NOTA DA UNIÃO DOS POVOS INDÍGENAS DO VALE DO JAVARI – UNIVAJA

Sobre a Nota de Repúdio da FUNAI no dia 08 de Março de 2016

Não sabemos onde a Fundação Nacional do Índio – FUNAI órgão indigenista oficial do governo federal quer chegar. Ou seja, onde está à capacidade dos servidores para lidar com os indígenas seja contatados ou não contatados? É triste ver a FUNAI e seus servidores chegar o ponto de REPUDIAR contra os povos Matís que também são considerados de recentes contatos por nós que temos mais tempo de contato.

É uma dura situação de vermos onde está chegando à incapacidade dos servidores “os indigenistas” nessa chamada NOVA FUNAI, que só tem causado problema para a vida dos dois grupos que merecem todo nosso respeito. Não é possível ver de quem diz que protege a vida dos índios kurubo, porque dentro da área de jurisdição da FEAVJ/FUNAI, está cheia de pescador, sem que os kurubo estejam protegidos. Todo dia saem caça e pesca diferente do tempo do Riely Frasnciscato e Sidney Posuelo que demonstrou sua capacidade e verdadeiro sertanista que nunca aconteceu o que esta chegando hoje.

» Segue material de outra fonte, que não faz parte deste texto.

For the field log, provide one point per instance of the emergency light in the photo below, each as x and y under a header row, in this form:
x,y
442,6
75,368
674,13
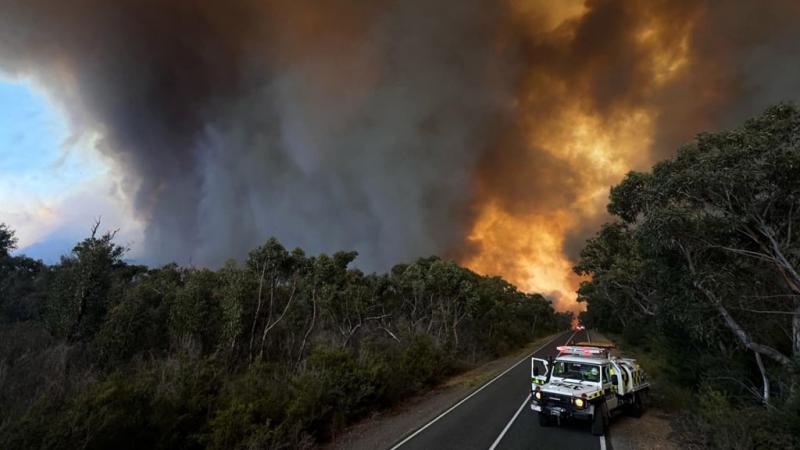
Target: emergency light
x,y
582,351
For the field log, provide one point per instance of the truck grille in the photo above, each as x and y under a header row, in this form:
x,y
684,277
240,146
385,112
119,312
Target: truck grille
x,y
556,399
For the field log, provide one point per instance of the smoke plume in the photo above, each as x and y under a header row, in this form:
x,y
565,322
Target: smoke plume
x,y
485,130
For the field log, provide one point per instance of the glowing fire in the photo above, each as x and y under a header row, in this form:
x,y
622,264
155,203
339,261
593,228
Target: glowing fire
x,y
527,246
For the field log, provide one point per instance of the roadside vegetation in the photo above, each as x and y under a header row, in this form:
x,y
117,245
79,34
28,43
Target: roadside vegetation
x,y
279,351
698,272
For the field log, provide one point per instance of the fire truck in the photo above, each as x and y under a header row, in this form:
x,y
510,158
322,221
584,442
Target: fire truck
x,y
586,382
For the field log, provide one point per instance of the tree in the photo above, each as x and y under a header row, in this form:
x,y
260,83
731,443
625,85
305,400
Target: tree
x,y
81,290
709,238
8,240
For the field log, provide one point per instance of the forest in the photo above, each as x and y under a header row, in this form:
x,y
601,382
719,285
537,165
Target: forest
x,y
700,265
282,350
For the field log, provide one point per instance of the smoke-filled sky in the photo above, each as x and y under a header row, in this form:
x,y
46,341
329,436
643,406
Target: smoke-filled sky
x,y
484,130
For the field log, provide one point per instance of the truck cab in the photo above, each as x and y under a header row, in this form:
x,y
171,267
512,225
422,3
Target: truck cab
x,y
586,382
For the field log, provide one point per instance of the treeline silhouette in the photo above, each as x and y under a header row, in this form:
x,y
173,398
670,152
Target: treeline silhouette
x,y
280,351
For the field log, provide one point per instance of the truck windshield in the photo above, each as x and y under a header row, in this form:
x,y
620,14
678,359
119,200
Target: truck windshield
x,y
578,371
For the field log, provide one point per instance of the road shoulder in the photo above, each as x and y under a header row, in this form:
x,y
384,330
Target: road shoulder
x,y
384,428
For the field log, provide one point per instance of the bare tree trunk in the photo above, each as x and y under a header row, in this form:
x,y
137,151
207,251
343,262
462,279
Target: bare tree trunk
x,y
310,327
268,326
258,309
764,378
796,333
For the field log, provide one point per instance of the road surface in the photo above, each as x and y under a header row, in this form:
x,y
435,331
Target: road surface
x,y
497,415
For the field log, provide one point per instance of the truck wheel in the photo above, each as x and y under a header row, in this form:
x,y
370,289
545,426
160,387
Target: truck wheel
x,y
544,420
599,420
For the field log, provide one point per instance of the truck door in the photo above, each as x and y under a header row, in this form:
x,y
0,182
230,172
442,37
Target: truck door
x,y
540,371
609,387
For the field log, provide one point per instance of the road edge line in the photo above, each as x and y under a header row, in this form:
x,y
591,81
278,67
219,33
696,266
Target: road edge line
x,y
524,402
508,425
436,419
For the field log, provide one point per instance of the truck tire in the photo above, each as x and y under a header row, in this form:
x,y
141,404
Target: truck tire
x,y
544,420
600,419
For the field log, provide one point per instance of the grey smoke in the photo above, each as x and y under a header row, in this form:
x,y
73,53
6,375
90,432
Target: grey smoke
x,y
372,126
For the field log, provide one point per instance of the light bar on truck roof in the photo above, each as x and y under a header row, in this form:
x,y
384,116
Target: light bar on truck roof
x,y
582,351
595,344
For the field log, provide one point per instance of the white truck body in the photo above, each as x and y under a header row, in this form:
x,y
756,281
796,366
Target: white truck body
x,y
586,381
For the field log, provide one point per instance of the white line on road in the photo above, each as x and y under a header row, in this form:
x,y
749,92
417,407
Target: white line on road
x,y
508,425
510,422
527,358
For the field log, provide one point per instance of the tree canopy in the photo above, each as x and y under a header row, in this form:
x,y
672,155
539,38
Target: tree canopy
x,y
278,351
704,248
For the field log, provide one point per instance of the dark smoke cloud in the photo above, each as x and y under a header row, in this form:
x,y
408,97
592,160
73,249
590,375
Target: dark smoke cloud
x,y
332,125
381,126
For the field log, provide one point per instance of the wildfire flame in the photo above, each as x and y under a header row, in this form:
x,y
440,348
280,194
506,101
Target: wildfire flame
x,y
527,247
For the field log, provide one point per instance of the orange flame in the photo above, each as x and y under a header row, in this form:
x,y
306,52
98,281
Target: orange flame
x,y
599,147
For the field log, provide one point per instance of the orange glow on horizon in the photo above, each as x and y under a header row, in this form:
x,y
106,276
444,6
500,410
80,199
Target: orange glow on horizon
x,y
527,246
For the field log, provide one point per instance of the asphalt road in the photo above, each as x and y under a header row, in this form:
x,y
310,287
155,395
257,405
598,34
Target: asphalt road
x,y
497,415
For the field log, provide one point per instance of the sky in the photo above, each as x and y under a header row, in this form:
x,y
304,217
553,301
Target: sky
x,y
53,183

No nosso ponto de vista, os Matís estão com ódio do Carlos Travasso, onde eles não saíram contente da reunião com o presidente, em saber que o mesmo tinha passado para FEAVJ/FUNAI, tanto é que impediram que houvesse servidores na reunião, para que eles pudessem dialogar com o presidente. Essa revolta contra o travasso, e a reação do que aconteceu dessa agressão ao medico que se encontrava presente na FEAVJ/FUNAI.

Muitas vezes se escuta que os servidores dizer que “ama” os Kurubo, dar entender para nós, que isso não passa de mera intenção de garantir emprego e permanecer nos cargos, diárias fácies entre outros. Mas não garante a vida e a segurança dos povos isolados.

Por final a FUNAI diz “Ainda, informa que esta Fundação está tomando as providências legais para apurar os acontecimentos, punir os responsáveis e coibir atitudes como essa”.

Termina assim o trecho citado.